Brenno
I looked into the greylisting option and I'm not sure that it's going to be feasible for us; my instinct tells me we'd encounter way too many false positives using this approach.
The system is supposed to have false positives, these messages then get delayed & sending servers retry (unknown to the end recipient). On subsequent redelivery attempts the mail gets delivered & the sender is added to the whitelist automatically.
You can manually create extensive whitelists of all known senders so that mail gets delivered immediately without being delayed by greylisting.
You will be stunned at the virtually zero spam & virus messages coming through (actually not coming through).
Over a short period of time after implementation, you would have most popular senders whitelisted, so there would be no further delays for those senders.

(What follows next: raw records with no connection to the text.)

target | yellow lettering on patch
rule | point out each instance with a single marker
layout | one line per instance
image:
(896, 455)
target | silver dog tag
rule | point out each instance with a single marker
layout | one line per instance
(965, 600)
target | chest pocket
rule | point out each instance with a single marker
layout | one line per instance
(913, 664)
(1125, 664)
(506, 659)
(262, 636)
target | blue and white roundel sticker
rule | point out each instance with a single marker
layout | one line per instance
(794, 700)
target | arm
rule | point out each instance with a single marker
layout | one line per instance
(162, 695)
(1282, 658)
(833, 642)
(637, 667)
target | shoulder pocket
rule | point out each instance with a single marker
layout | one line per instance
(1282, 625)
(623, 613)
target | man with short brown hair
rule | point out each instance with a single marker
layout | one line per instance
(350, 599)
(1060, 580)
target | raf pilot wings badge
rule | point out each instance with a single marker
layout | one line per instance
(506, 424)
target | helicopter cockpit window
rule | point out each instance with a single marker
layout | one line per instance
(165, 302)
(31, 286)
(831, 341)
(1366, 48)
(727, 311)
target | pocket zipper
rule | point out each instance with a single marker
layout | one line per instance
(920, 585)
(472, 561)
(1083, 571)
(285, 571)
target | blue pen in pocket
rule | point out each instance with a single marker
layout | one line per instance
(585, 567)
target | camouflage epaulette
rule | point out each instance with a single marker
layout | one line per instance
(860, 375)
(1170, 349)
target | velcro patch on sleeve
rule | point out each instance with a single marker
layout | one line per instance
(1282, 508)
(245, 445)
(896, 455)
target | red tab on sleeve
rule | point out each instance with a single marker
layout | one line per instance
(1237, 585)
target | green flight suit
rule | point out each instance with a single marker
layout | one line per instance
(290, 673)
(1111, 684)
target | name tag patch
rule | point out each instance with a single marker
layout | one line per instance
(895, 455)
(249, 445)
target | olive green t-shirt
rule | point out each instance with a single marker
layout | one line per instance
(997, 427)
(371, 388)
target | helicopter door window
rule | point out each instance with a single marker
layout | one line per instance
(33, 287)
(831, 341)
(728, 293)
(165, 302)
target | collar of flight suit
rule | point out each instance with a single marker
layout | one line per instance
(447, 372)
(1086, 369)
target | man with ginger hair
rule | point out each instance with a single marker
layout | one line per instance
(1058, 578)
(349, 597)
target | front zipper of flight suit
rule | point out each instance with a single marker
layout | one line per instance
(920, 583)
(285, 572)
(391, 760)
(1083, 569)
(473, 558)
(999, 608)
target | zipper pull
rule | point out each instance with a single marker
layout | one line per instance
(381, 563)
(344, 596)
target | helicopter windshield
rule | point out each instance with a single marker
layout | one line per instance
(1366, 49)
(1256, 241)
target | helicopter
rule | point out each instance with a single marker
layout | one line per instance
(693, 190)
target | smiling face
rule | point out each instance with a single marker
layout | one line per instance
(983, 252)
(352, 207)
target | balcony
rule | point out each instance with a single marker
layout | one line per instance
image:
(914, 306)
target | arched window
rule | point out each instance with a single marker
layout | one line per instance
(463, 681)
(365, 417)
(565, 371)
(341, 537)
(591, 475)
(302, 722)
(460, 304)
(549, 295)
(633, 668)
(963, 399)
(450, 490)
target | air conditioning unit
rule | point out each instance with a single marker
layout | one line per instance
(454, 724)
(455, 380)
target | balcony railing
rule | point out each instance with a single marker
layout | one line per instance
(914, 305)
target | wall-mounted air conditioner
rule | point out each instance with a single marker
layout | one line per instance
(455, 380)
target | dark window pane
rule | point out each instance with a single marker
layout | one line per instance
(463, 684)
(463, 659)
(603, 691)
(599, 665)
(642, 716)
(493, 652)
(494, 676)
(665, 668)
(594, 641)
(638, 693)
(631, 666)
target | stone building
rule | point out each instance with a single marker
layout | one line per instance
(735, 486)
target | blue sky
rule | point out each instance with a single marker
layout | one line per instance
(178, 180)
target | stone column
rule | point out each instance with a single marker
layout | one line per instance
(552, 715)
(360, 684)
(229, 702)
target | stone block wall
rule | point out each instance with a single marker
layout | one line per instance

Spammers etc usually use servers that will not retry sending, so their original messages do not get delivered as the greylisting rejects them, which typically also include virus laden messages.
See
http://wiki.contribs.org/GreylistingThe main downside of greylisting, is that local recipients (users) often expect to immediately or instantly receive email messages within a minute after they are sent, but when new senders (who are not yet in whitelists) send an email message, there can be a few hours or even a day or two delay (depending on external sending mail servers).
So users have to tolerate a (usually unknown in most cases) delay the first time they receive a message from a sender, otherwise that sender can be immediately added to a whitelist to have instant delivery (eg for urgent situations).
For regular senders there is no delay.
As I said, uses need to tolerate the way greylisting works, & accept that trade off as a means of protecting themselves & the network against viruses & spam etc.
Greylisting does work very effectively.